KVM Forum 2025

Preserving VFIO PCI Devices During Kernel Live Updates

Vipin Sharma

Typically, updating a host kernel requires live-migrating virtual machines (VMs) to other hosts. However, this approach isn't feasible for VMs that rely on GPUs or for large-scale Language Model (LLM) training clusters spread across numerous hosts, where migration is complex and disruptive.

To address this challenge, Google is developing a Live Update mechanism [1]. This feature allows devices assigned to VMs or the Virtual Machine Monitor (VMM) via VFIO (Virtual Function I/O) to remain operational even as the host transitions to a new kernel using Kexec.

VFIO PCI device preservation is the key enabling technology here. It ensures that a PCI device can continue its direct memory access (DMA) and interrupt operations without being reset while the host kernel undergoes a Kexec-based update. Achieving this requires significant modifications to the VFIO, IOMMU (Input/Output Memory Management Unit), and PCI subsystems.

This talk will delve into Google's approach to preserving VFIO PCI devices during live kernel updates and the challenges encountered during its development.

[1] https://lore.kernel.org/lkml/20250515182322.117840-1-pasha.tatashin@soleen.com/

09:15

Single-binary: Unify QEMU system binaries per target architecture

Pierrick Bouvier

QEMU has been historically designed for having a different binary for
each target. Nowadays, with the advent of heterogeneous systems, it has
become a barrier to be able to emulate those. As a first step, we have
been working on the QEMU architecture to be able to build multiple
targets together in the same binary. This is what we call the ‘single binary’.

In this presentation, we'll introduce the approach we chose and the
challenges we met on the road, from the build system to target code,
going through a wide range of QEMU subsystems.
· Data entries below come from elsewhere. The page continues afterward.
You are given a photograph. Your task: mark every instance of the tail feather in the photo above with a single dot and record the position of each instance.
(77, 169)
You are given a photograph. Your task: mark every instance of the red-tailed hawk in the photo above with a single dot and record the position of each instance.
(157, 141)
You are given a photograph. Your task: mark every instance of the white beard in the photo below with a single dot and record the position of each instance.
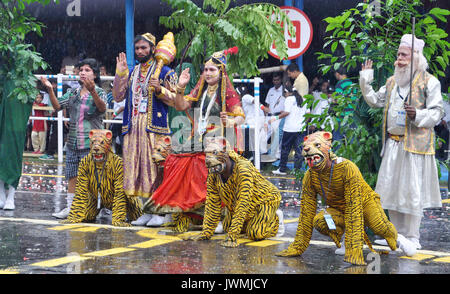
(402, 75)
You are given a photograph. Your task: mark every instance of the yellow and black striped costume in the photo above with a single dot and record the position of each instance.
(84, 205)
(351, 202)
(250, 199)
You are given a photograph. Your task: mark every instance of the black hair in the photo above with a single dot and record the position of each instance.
(293, 67)
(94, 65)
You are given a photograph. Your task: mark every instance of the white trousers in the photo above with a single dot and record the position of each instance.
(38, 139)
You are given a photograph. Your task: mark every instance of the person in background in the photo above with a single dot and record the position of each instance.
(248, 105)
(39, 132)
(142, 127)
(407, 180)
(275, 105)
(322, 105)
(86, 106)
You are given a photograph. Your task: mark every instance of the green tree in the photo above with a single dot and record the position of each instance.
(215, 26)
(368, 32)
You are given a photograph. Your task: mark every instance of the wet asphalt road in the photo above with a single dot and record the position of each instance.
(33, 242)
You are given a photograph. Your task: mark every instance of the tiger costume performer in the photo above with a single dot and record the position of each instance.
(350, 201)
(105, 167)
(251, 201)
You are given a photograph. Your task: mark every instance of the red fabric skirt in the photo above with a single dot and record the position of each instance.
(184, 183)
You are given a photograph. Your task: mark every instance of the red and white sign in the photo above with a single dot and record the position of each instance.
(298, 44)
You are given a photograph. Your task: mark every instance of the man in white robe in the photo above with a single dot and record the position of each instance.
(407, 180)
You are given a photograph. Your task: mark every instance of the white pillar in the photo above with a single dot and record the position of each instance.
(60, 120)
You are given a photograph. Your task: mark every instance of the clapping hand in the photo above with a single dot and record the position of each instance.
(367, 65)
(121, 62)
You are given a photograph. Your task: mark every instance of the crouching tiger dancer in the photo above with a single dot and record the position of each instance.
(100, 184)
(351, 204)
(251, 201)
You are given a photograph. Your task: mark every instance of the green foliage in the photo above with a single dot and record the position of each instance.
(365, 32)
(215, 26)
(17, 58)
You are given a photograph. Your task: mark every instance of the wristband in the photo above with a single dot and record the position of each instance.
(180, 90)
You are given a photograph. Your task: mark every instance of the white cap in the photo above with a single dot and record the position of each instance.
(406, 41)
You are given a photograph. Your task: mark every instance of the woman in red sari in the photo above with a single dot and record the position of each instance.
(214, 109)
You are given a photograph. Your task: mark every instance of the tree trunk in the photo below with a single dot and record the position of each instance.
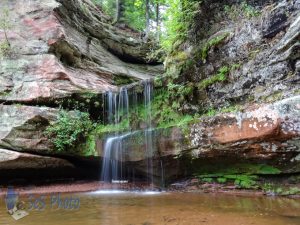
(147, 18)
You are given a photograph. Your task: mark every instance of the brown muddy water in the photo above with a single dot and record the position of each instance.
(150, 208)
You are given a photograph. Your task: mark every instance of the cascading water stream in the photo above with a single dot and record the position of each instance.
(117, 112)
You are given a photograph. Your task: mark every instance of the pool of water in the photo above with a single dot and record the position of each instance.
(147, 208)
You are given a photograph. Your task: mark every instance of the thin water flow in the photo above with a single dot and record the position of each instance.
(118, 107)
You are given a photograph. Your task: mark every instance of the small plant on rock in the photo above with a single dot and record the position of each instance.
(5, 25)
(70, 130)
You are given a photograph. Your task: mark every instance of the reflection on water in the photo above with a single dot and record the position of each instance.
(139, 208)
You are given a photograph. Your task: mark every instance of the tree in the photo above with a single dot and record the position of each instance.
(120, 7)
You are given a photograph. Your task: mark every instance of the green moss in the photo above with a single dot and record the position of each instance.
(278, 189)
(242, 10)
(111, 128)
(242, 175)
(5, 49)
(120, 80)
(69, 131)
(278, 95)
(221, 76)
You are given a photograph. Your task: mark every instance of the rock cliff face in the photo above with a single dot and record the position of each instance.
(67, 49)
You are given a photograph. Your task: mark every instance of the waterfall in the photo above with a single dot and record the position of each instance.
(148, 90)
(117, 110)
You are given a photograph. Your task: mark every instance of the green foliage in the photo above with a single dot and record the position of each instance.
(213, 42)
(179, 18)
(111, 128)
(5, 49)
(240, 180)
(70, 130)
(123, 80)
(278, 189)
(219, 77)
(5, 25)
(242, 175)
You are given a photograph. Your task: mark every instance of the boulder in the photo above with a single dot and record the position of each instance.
(11, 160)
(53, 55)
(21, 127)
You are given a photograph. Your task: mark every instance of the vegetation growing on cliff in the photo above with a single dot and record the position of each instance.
(5, 25)
(70, 130)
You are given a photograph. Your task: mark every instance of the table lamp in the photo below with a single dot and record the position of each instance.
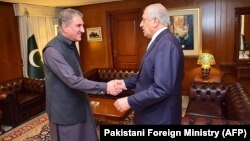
(205, 60)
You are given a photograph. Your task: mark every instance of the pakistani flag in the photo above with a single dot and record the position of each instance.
(35, 64)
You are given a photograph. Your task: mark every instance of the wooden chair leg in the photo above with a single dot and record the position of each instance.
(1, 115)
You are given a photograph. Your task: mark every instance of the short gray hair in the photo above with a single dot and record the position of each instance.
(158, 11)
(66, 16)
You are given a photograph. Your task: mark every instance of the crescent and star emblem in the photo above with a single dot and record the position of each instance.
(31, 58)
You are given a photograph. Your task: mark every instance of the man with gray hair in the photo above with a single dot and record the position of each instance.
(157, 98)
(67, 105)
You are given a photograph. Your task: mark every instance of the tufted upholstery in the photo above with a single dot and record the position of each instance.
(21, 99)
(218, 103)
(107, 74)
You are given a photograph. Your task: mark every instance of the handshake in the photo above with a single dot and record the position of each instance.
(114, 87)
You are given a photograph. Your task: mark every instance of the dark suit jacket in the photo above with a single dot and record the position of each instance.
(157, 98)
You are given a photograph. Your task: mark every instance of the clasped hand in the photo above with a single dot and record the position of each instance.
(114, 87)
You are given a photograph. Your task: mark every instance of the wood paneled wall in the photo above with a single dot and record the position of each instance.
(217, 17)
(10, 53)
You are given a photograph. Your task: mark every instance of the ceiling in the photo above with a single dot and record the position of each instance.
(59, 3)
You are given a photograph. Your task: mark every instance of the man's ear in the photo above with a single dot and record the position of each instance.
(156, 22)
(64, 27)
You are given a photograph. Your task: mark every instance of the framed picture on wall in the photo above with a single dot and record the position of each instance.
(94, 34)
(185, 25)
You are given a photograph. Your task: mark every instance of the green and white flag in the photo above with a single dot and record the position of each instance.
(35, 64)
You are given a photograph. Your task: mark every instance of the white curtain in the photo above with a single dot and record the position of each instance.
(42, 20)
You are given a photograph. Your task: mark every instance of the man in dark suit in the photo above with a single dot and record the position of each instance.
(157, 98)
(67, 104)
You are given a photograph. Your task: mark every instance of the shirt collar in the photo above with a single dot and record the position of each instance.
(155, 35)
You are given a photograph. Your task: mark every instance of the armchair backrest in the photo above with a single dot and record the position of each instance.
(107, 74)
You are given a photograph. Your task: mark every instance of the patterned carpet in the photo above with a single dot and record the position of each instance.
(37, 129)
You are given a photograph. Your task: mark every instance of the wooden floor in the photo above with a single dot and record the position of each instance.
(244, 81)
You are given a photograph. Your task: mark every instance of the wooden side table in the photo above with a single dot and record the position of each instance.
(213, 78)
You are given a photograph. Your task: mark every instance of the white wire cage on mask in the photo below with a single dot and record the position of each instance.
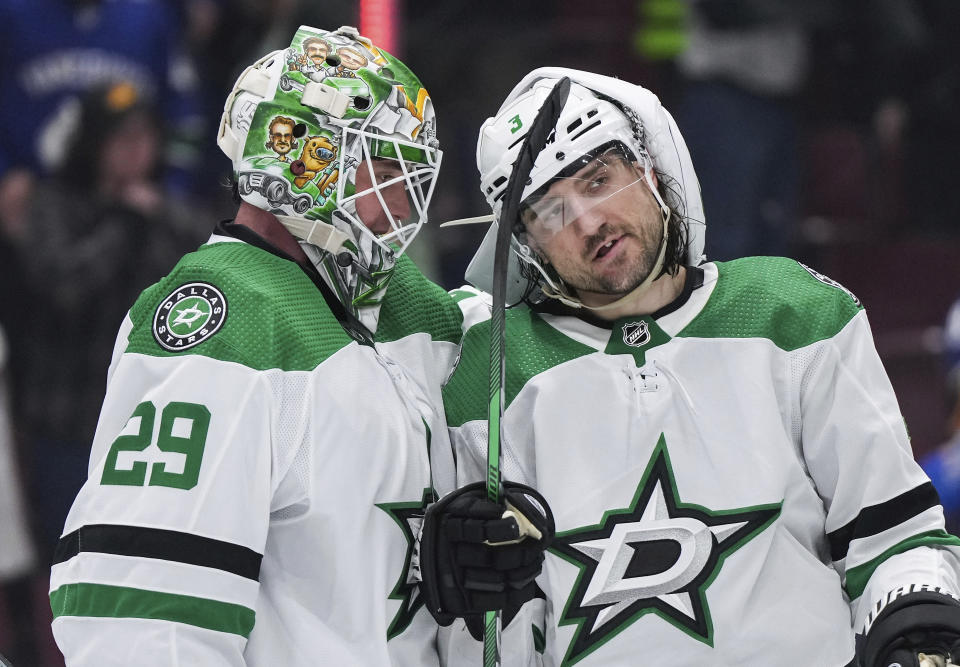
(402, 178)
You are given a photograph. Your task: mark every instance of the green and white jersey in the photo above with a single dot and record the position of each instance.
(731, 477)
(257, 476)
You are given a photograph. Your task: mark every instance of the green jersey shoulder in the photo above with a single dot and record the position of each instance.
(235, 302)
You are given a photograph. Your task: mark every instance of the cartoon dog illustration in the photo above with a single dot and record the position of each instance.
(316, 159)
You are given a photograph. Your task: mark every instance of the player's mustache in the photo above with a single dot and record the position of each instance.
(594, 241)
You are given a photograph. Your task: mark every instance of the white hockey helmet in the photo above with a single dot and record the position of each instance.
(600, 111)
(300, 122)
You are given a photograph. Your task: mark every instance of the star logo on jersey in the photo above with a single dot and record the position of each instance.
(659, 556)
(409, 516)
(188, 316)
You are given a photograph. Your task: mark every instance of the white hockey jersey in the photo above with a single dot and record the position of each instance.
(731, 477)
(257, 477)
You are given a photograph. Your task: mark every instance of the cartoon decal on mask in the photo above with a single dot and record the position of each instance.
(299, 156)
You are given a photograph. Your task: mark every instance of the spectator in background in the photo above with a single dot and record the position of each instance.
(17, 556)
(745, 63)
(55, 50)
(100, 231)
(942, 465)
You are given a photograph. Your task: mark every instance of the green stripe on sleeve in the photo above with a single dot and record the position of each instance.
(102, 601)
(857, 577)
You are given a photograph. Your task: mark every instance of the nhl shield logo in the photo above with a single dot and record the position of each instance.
(188, 316)
(636, 334)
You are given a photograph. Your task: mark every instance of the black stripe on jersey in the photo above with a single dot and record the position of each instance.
(161, 544)
(878, 518)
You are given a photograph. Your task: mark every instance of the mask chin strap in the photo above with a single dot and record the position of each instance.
(317, 233)
(555, 292)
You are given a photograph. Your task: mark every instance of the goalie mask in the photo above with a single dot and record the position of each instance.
(299, 125)
(607, 127)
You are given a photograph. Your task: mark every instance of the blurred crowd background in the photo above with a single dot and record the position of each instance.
(824, 130)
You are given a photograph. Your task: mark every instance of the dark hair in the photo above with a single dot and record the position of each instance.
(102, 110)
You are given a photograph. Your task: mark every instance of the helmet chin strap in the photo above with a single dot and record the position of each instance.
(334, 254)
(632, 295)
(316, 232)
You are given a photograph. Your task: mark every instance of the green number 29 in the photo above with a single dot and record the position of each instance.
(191, 446)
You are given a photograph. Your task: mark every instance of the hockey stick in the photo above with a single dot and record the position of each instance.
(537, 137)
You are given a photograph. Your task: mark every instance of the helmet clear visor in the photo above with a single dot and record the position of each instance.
(393, 186)
(608, 176)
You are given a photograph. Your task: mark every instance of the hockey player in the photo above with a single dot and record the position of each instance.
(730, 475)
(262, 454)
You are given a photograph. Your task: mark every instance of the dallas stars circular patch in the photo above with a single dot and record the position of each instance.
(188, 316)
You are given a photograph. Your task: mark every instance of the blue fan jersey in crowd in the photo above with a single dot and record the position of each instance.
(52, 51)
(943, 467)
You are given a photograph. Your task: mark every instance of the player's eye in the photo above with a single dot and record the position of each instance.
(598, 182)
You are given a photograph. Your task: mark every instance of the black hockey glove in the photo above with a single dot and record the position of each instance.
(916, 630)
(477, 556)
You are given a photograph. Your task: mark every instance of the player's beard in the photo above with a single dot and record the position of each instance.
(630, 269)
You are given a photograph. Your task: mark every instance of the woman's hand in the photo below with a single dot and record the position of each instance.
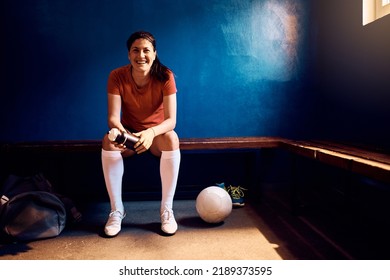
(145, 140)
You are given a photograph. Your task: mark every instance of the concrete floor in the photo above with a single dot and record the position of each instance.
(254, 232)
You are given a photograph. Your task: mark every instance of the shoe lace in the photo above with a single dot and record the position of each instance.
(112, 213)
(167, 215)
(236, 192)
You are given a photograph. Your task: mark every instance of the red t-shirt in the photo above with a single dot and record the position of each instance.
(141, 108)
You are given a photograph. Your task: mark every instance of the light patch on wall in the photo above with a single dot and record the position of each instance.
(375, 9)
(265, 36)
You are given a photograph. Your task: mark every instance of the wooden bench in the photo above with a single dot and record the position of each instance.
(357, 160)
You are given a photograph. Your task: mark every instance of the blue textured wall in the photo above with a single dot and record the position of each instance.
(241, 66)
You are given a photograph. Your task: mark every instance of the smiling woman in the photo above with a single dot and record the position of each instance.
(142, 101)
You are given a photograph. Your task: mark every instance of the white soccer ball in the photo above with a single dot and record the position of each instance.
(213, 204)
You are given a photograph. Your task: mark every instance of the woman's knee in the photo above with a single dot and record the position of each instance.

Finally, we'll give you a
status of this project, and what will be our next steps.

09:45

Upstreaming NVIDIA vGPU Support: Architecture, Implementation, and Roadmap

Zhi Wang

NVIDIA vGPU technology brings high-performance GPU capabilities to virtualized environments, supporting a wide range of workloads - from graphics-intensive virtual desktops to AI and data science applications. Enabling GPU resource sharing or exclusive assignment on physical GPUs deployed in cloud or enterprise data centers combines the performance benefits of NVIDIA hardware with the flexibility and manageability of virtualization.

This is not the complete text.